# Wikipedia training

In this tutorial we will:
 - Learn how to train the NMF topic model on English Wikipedia corpus
 - Compare it with LDA model
 - Evaluate results

In [1]:
%load_ext autoreload
%autoreload 2

import itertools
import json
import logging
import numpy as np
import pandas as pd
import scipy.sparse
import time
from tqdm import tqdm, tqdm_notebook

import gensim.downloader as api
from gensim import matutils
from gensim.corpora import MmCorpus, Dictionary
from gensim.models import LdaModel, CoherenceModel
from gensim.models.nmf import Nmf
from gensim.parsing.preprocessing import preprocess_string

tqdm.pandas()

logging.basicConfig(format='%(asctime)s : %(levelname)s : %(message)s',
                    level=logging.INFO)

# Preprocessing

### Load wikipedia dump
Let's use gensim.downloader.api for that

In [2]:
data = api.load("wiki-english-20171001")
for article in data:
    for section_title, section_text in zip(article['section_titles'],
                                           article['section_texts']):
        print("Section title: %s" % section_title)
        print("Section text: %s" % section_text)
    break

Section title: Introduction
Section text: 




'''Anarchism''' is a political philosophy that advocates self-governed societies based on voluntary institutions. These are often described as stateless societies, although several authors have defined them more specifically as institutions based on non-hierarchical free associations. Anarchism holds the state to be undesirable, unnecessary and harmful.

While anti-statism is central, anarchism specifically entails opposing authority or hierarchical organisation in the conduct of all human relations, including—but not limited to—the state system. Anarchism is usually considered a far-left ideology and much of anarchist economics and anarchist legal philosophy reflects anti-authoritarian interpretations of communism, collectivism, syndicalism, mutualism or participatory economics.

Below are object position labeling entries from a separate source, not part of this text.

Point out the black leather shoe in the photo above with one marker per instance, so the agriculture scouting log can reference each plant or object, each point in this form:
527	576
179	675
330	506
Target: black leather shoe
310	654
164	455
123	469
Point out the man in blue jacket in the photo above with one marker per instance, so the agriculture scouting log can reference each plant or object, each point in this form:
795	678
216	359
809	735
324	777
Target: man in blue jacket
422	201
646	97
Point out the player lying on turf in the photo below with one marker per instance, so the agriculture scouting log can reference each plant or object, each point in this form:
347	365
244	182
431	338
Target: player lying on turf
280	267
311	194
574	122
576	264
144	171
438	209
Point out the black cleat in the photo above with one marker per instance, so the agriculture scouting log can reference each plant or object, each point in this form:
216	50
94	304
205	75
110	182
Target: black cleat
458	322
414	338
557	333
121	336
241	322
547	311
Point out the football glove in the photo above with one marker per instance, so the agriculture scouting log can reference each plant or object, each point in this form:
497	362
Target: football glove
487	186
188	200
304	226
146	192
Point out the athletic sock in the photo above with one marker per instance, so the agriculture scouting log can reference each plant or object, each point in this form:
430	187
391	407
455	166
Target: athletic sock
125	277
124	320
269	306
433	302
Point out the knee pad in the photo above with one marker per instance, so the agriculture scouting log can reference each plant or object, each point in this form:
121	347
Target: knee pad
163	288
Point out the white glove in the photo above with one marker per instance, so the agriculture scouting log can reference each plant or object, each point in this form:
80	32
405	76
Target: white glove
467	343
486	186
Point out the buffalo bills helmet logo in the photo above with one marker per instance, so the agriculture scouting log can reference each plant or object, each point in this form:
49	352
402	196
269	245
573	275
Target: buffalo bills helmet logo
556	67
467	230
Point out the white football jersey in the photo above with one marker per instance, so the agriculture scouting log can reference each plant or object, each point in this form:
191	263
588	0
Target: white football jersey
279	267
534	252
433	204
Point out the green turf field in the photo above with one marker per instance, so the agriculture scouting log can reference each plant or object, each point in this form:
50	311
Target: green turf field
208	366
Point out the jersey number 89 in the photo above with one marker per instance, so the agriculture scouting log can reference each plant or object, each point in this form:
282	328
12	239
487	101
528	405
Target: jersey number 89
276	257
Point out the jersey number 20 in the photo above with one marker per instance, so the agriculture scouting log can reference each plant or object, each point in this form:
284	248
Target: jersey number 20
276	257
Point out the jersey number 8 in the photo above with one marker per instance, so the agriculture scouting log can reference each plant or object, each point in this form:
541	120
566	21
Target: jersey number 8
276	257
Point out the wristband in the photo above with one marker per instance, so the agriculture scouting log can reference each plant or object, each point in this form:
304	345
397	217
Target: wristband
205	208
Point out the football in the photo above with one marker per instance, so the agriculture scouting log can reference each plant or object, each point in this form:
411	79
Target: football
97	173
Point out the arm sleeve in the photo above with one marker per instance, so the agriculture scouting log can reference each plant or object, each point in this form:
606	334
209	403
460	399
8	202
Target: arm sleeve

Anarchism does not offer a fixed body of doctrine from a single particular world view, instead fluxing and flowing as a philosophy. Many types and traditions of 

Preprocess and save articles

In [3]:
def wiki_articles_iterator():
    for article in tqdm_notebook(data):
        yield (
            preprocess_string(
                " ".join(
                    " ".join(section)
                    for section
                    in zip(article['section_titles'], article['section_texts'])
                )
            )
        )

def save_preprocessed_articles(filename, articles):
    with open(filename, 'w+') as writer:
        for article in tqdm_notebook(articles):
            writer.write(
                json.dumps(
                    preprocess_string(
                        " ".join(
                            " ".join(section)
                            for section
                            in zip(article['section_titles'],
                                   article['section_texts'])
                        )
                    )
                ) + '\n'
            )


def get_preprocessed_articles(filename):
    with open(filename, 'r') as reader:
        for line in tqdm_notebook(reader):
            yield json.loads(
                line
            )

In [4]:
# save_preprocessed_articles('wiki_articles.jsonlines', data)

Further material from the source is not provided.